Untitled, 1983, silver gelatin print
|
Arthur Tress is an influential and prolific photographer whose career spans nearly half a century. He is noted for helping to bridge the gap between documentary and surrealistic photography. Born in New York City in 1940, his earliest subjects included Coney Island’s freak shows and the dilapidated grounds of the 1939 World’s Fair. From these beginnings, he developed his life-long fascination with surrealism, social issues, and humor. Although he is best known today for his series of staged still-life tableaux, this body of work from 1983 offers a rare glimpse of his investigations into pure abstraction.
Inspired by his visualization of physical phenomena, Tress arranged found objects on textured backgrounds, such as cement, plastic, snow, and sand. He spray-painted these constructions to create layered patterns and then photographed the results. Tress strived to “find rich symbolic meaning in pattern, not just merely the decorative, and its correlation to science and the search for the fabric of the universe” in these skillfully executed interpretations. He drew source material for his abstractions from a range of art movements and cultures including Russian Constructivism, Tibetan prayer woodcuts, and stenciling techniques of the late nineteenth-century architect, Louis Sullivan.
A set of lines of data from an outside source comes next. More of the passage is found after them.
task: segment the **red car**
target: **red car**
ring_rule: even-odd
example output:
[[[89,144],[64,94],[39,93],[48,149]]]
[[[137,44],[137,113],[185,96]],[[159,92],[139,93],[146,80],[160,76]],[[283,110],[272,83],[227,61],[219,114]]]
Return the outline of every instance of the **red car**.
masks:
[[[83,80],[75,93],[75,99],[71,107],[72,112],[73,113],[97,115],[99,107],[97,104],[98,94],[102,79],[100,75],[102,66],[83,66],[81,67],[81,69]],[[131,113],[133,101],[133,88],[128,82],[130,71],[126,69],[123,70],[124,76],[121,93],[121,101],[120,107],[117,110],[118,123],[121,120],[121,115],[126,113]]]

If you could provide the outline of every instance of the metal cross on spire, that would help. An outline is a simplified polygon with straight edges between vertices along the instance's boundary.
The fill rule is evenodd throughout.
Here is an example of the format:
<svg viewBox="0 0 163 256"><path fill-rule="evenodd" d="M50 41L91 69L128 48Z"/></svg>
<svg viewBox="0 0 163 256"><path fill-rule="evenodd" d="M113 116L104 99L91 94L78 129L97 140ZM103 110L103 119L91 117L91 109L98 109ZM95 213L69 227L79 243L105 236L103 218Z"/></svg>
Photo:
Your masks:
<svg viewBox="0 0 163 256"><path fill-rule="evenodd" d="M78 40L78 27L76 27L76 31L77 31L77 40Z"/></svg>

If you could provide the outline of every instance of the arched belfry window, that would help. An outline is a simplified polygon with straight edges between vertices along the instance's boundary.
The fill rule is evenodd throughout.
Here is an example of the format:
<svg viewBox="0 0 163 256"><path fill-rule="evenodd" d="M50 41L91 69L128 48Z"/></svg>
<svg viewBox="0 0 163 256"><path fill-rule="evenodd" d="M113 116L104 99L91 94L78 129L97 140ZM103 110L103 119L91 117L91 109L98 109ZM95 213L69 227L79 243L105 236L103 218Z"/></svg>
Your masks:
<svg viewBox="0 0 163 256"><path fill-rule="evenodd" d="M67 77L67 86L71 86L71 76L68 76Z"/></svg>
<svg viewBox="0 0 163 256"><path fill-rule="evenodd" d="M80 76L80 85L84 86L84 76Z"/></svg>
Titles of the photographs in this series were selected from the index of Fritjof Capra’s seminal book, The Tao of Physics: An Exploration of the Parallels Between Modern Physics and Eastern Mysticism, and were chosen not to describe the images, but to interact with them.
Tress’s photographs are included in the collections of the Museum of Modern Art and the Metropolitan Museum of Art. In 2001, the Corcoran Gallery of Art featured a retrospective of his work entitled Arthur Tress: Fantastic Voyage: Photographs 1956-2000 which took an intimate look at his long and varied career.